Chez la mariée dans un bourg désert avec des sacristains

dès l'aube ils allument pour elle

tant qu'elle refuse de se montrer sur le palier

de libérer ses cheveux et la panthère

de ne pas faire de miracles sans équilibre

de funambule entre les estivants

des nœuds de voix et des cristaux qui se brisent


Le diaphane restera diaphane comme une nymphe

l'azur imploration ou bien catatonie

rêve localement anesthésié dans l'éclipse d'une planète

avec la restriction requise observant

d'anciennes photographies de mariages

le premier bataillon d'insurgés dans la chambre mortuaire

et un rescapé qui a pris le maquis

Comme elle brûlait d'un désir indicible

La Sibylle soie de Brousse

Qui va donc la bercer de son petit miroir


Vers minuit dans une citerne se lavant

avec des parents et des belles-de-nuit

gouffre où l'errant fut pris au piège

À cinq heures avec le couteau de table emprunté

vers six heures elle présente ses seins

cris de l'aspirant sentinelle

Le collier éparpillé dans le sable

enjambées entre des veilleuses

enjambées en elle autrement dit

Doigts qui cherchent la soie et la défont


Le lendemain elle est au loin provisoirement partie

Recherche dans la mousson en quête

d'un lieu de villégiature de dissidents

école de lamentation pour filles

le réveil du matin bicorne de python

et ses petites mains sûrement sur le bastingage

Le chant oriental qui n'en finit pas

influence de rumeurs infondées disant

qu'elle marche sur les eaux couverte

du voile de la femme du chasseur


C'est ainsi à peu près le matin à la neuvième heure

pendant la mise au monde ou la tempête

à savoir débris entre les stands des revendeurs

Les choses parties avec le vent qui volent

au-dessus des toits d'une banlieue

au-dessus des randonneurs qui l'observent

Ascension en pleine autoroute

un accident circulation coupée et elle minaude

sur ce mot brisé qu'à présent préservent comme

la prunelle de leurs yeux les gardiens du port


Demi-souriante ainsi dans l'antichambre avec un petit drapeau

ou dans un club de donneurs de sang s'essayant

au léchage insistant d'un fruit vert

Écheveau qui se déroule au ciel

route céleste indicatrice de gaieté

on dirait une mer dans une brume douce

la construction marine qui la traverse

du bout des doigts jusqu'au cou clapotis

La sainte nitouche bercée au temps de Dardanos

amour à base d'effilochures sans doute et de vernis rouge


Elle galope à l'aurore dans la verdure

le çeçen kizi en italique s'écroule

entre des lépidoptères l'écoulement

et le lac virtuel poste de tir

Est-ce donc là le lieu où elle a séjourné

L'horizon artificiel de la pièce et le gouffre

lieu où s'aiguisent les rêves

literie dans le vent plein d'aiguilles de pin

Cobalt luminescent dans la pénombre qui rôde

en choisissant des nappes et un couteau tranchant



*



Yòrgos Hèlis, né en 1961, a deux amours : la poésie et la musique, celle-ci ayant été longtemps son gagne-pain.

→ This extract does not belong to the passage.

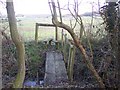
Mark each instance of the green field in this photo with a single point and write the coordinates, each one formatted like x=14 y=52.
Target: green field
x=26 y=27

Il a publié trois recueils de poèmes et en prépare un quatrième. Le miroir d'Hildegarde, publié en 2008, dont on peut lire ici les premières pages, est inspiré par la figure d'Hildegarde de Bingen, religieuse du XIIe siècle, poète, philosophe, compositrice et peintre, surnommée la Sibylle du Rhin. L'ouvrage est sous-titré «roman», mais on s'aperçoit tout de suite que ce poème de 80 pages d'une seule coulée n'a rien de franchement narratif. Cette longue procession de mots sibylline est même carrément obscure, bien qu'en même temps illuminée par un perpétuel miroitement d'images.

Le poète consulté sur le sens de son poème répond que «la poésie est l'art de dissimuler», et consent à donner deux clés : Sayat-Nova, le film de Paradjanov, et L'après-midi d'un faune de Mallarmé. On peut également penser, tandis que se déroule ce chatoyant tapis de mots, à La route de la soie de Màximos Osỳros, autre voyage énigmatique et envoûtant à travers des terres inconnues.